About one square kilometer of the city was destroyed - all of Thessaloniki’s southwestern quadrant - including nearly all of the waterfront. Among the Jewish population, most of its 37 synagogues burned down (neither were the city’s churches or mosques spared), and some 50 percent of the Jewish residents lost their homes. More than half of Thessaloniki’s 7,700 shops were destroyed as well, many of them owned by Jews, and many of the city’s newspapers went permanently out of business.
According to an official report, “all the banks, all the business premises, all the hotels and practically all the shops, theaters and cinemas were reduced to ashes.” It is said that 9,500 buildings altogether were lost in the fire, which died out only after 32 hours.
For then-Prime Minister Eleftherios Venezelos, the wholesale destruction provided an opportunity to rebuild Thessaloniki along European standards. Although he acted quickly in calling in the French planner Ernest Hebrard, the logistical ramifications of the decision obviously slowed down the entire process. A consequence was the departure of much of the city’s population, not only from Thessaloniki but from Greece in general – in the direction of Western Europe, the United States and Palestine.

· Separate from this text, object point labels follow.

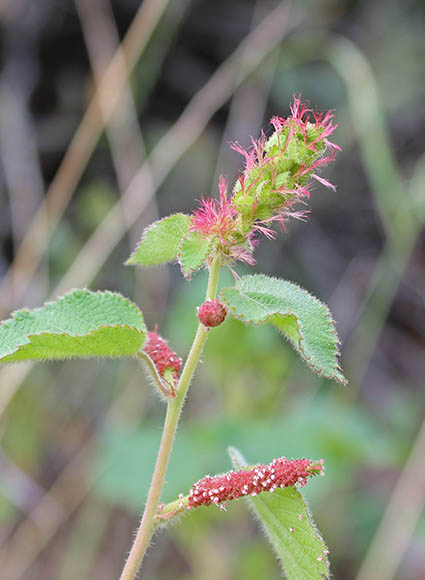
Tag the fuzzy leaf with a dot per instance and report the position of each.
(193, 252)
(160, 241)
(302, 551)
(80, 324)
(302, 318)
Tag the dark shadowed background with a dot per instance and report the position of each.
(78, 440)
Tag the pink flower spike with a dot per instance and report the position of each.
(280, 473)
(215, 217)
(249, 155)
(324, 182)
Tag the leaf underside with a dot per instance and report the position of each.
(160, 241)
(299, 316)
(288, 525)
(80, 324)
(193, 252)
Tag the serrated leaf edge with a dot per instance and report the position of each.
(318, 535)
(70, 294)
(188, 273)
(337, 375)
(129, 261)
(64, 334)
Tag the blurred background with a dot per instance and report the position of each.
(113, 113)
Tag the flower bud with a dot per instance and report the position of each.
(211, 313)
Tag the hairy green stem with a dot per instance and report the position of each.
(148, 522)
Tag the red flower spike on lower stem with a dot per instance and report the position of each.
(162, 355)
(212, 313)
(280, 473)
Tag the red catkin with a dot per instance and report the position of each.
(162, 355)
(280, 473)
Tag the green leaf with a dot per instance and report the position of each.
(193, 252)
(288, 525)
(302, 318)
(160, 241)
(80, 324)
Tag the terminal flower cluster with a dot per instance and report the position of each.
(280, 473)
(275, 183)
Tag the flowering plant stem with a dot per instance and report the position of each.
(148, 522)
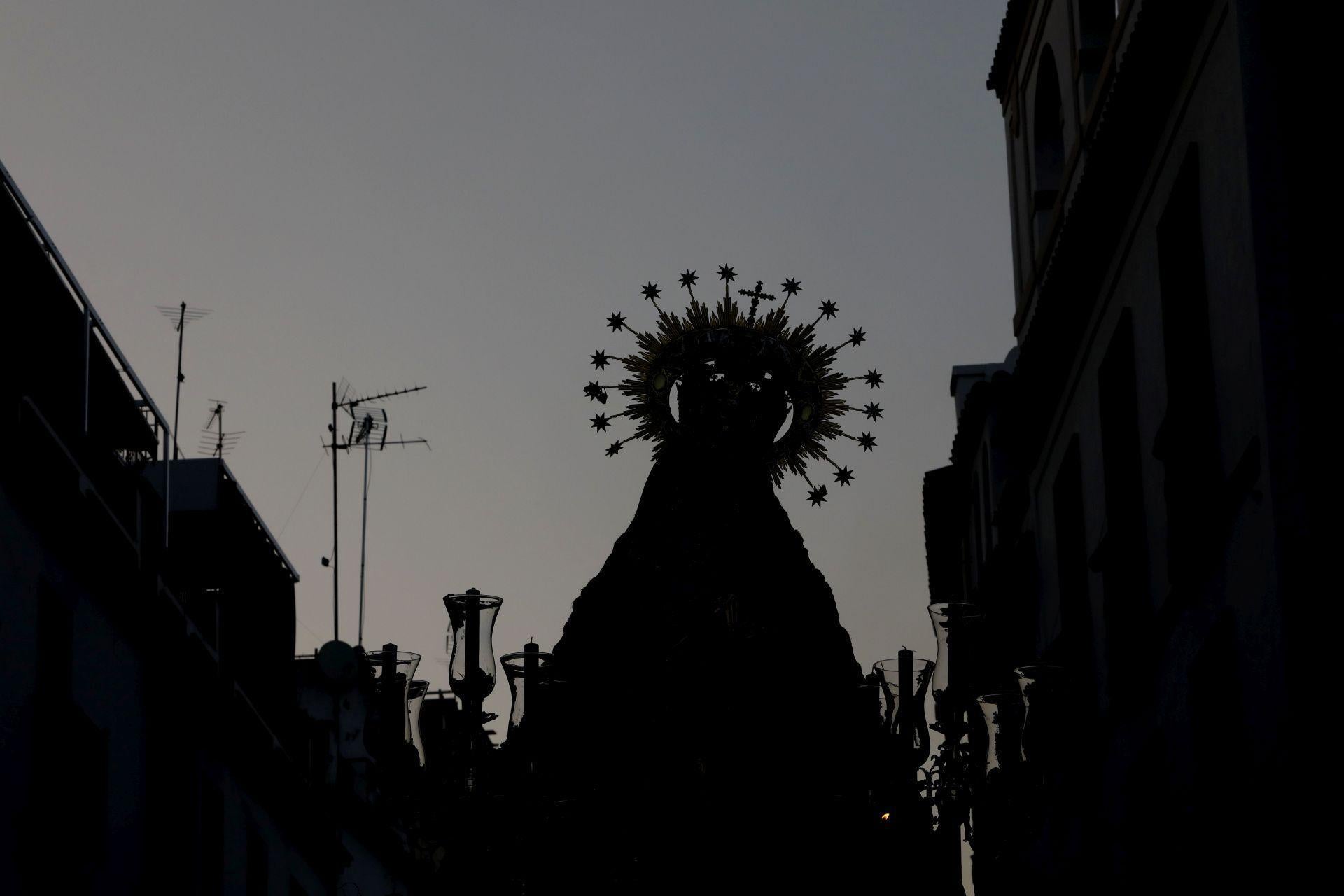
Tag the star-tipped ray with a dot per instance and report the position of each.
(597, 391)
(652, 292)
(687, 281)
(615, 448)
(828, 311)
(727, 276)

Those who remained were given a choice either to live in their rebuilt neighborhoods, or to leave for Thessaloniki’s outlying areas. Many of the Jews chose the latter alternative. They were convinced in fact, writes Mark Mazower in his book “Salonica: City of Ghosts,” that the government’s intention was to drive Jews from the city’s center, a charge that was denied at the time. Nonetheless, if ethnic Greeks constituted a minority of Thessaloniki’s population of 157,000 in 1913, notes Mazower, by 1928, they were 75 percent of its population of 236,000.
By the start of World War II, Jews constituted less than 40 percent of the population – their numbers had declined from 93,000 to 53,000 -- meaning that there were fewer left to murder when the Germans occupied the city in 1941.